The rupee has been falling for months, losing 17.3 per cent of its value vis-a-vis the dollar since September. Many observers have come to believe that there is little reason to suppose that the rupee will recover before as late as March next year. The Reserve Bank of India (RBI), meanwhile, insists its mandate is merely to minimise volatility in the foreign exchange market, and not to defend the value of the rupee. While sensible in theory, in practice this is clearly beginning to show some flaws. A serious question needs to be raised: does this continuing precipitous decline reflect a sense taking hold in global markets that the rupee, the worst-performing currency in Asia this year, is a safe one-way bet?
The rupee market is still thin, and not invulnerable to speculative action. In the presence of one-way bets, speculation can create a vicious cycle, making a falling rupee a self-fulfilling prophecy. The reason the RBI was given the mandate to manage volatility was that while the decision was taken, for the best of reasons, to allow the rupee to float, it was nevertheless known that a key purpose of regulation is to manage the impact that speculation can have on the real economy. That producers are now feeling the pinch is obvious; while net exporters, like information technology firms, are happy, an extensive array of companies with foreign-currency borrowing are being hit, as are those globalised companies that import a good deal of their inputs. No regulator should act merely to insulate market participants from the negative consequences of a business decision. But the purpose of regulation, in this case, is to ensure that markets function properly — and for financial markets, that they do not dash off uncontrolled by a concern for fundamentals. Yet, in its attitude to the rupee fall, the RBI has chosen to appear weak, a cardinal sin for a regulator. The belief is becoming universal that it could not affect or arrest a slide of significant proportions, even if it wished to; this further empowers speculators. Statements like that from the chairman of the Prime Minister’s Economic Advisory Council, C Rangarajan, indicating that the RBI is helpless, add to the damage.

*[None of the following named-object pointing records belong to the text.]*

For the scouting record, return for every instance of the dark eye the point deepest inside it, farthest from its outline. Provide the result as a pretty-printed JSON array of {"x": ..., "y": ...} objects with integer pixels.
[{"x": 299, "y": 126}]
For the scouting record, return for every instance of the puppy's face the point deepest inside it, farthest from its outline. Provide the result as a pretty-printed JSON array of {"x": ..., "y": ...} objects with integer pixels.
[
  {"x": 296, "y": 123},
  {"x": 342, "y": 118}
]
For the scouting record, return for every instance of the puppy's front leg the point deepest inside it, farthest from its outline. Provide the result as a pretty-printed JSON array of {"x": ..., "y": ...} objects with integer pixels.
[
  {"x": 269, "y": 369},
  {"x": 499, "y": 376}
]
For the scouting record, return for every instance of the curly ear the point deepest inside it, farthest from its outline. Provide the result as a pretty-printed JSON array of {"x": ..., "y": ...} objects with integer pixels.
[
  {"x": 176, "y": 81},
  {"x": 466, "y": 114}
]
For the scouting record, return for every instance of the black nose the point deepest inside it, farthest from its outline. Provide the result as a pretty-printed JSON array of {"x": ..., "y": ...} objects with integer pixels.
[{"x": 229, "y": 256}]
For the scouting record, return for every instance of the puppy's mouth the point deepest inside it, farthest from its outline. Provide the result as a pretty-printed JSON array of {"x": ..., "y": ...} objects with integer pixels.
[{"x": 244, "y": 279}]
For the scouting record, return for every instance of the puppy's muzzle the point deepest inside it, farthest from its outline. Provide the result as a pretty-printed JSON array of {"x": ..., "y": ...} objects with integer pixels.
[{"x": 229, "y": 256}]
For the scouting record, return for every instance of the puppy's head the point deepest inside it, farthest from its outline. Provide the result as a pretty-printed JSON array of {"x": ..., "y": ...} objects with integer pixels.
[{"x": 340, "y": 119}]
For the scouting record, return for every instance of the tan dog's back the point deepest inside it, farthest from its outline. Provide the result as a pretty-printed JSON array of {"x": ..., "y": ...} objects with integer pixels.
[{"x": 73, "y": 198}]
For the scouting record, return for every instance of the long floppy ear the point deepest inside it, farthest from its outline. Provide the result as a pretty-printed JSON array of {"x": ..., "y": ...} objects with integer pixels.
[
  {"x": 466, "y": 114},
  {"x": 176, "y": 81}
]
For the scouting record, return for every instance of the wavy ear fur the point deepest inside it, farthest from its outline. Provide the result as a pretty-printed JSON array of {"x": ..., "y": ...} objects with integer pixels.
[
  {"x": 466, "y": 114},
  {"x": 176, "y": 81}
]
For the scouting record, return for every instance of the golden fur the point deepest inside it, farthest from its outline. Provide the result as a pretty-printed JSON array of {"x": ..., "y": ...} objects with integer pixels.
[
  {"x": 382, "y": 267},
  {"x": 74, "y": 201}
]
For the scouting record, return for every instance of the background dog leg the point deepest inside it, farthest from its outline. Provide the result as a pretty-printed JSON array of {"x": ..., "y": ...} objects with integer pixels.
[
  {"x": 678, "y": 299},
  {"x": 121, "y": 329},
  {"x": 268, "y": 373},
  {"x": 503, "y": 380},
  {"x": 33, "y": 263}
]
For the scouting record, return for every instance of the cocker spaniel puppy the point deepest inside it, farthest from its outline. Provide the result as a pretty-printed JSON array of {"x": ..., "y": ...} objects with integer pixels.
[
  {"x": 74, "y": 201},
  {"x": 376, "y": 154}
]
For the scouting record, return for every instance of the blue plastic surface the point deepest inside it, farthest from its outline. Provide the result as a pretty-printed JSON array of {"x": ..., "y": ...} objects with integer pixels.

The point of a well-functioning financial market is that participants should never be faced with a one-way bet. There is little chance, then, of prices – in this case, the rupee exchange rate – finding their true value. The RBI stayed out of the foreign exchange market for nine months, leading participants to believe that it was incapable of intervening. Yet unless it does so occasionally, people will not be properly wary of taking positions, and insufficiently thoughtful about the positions they take. Like inflation targeting, regulating a floating currency is all about managing expectations. The RBI cannot manage expectations if it appears helpless. The game is psychological; it must be prepared to play the game well. And to play the game well, it has to show that it’s willing to play the cards it has.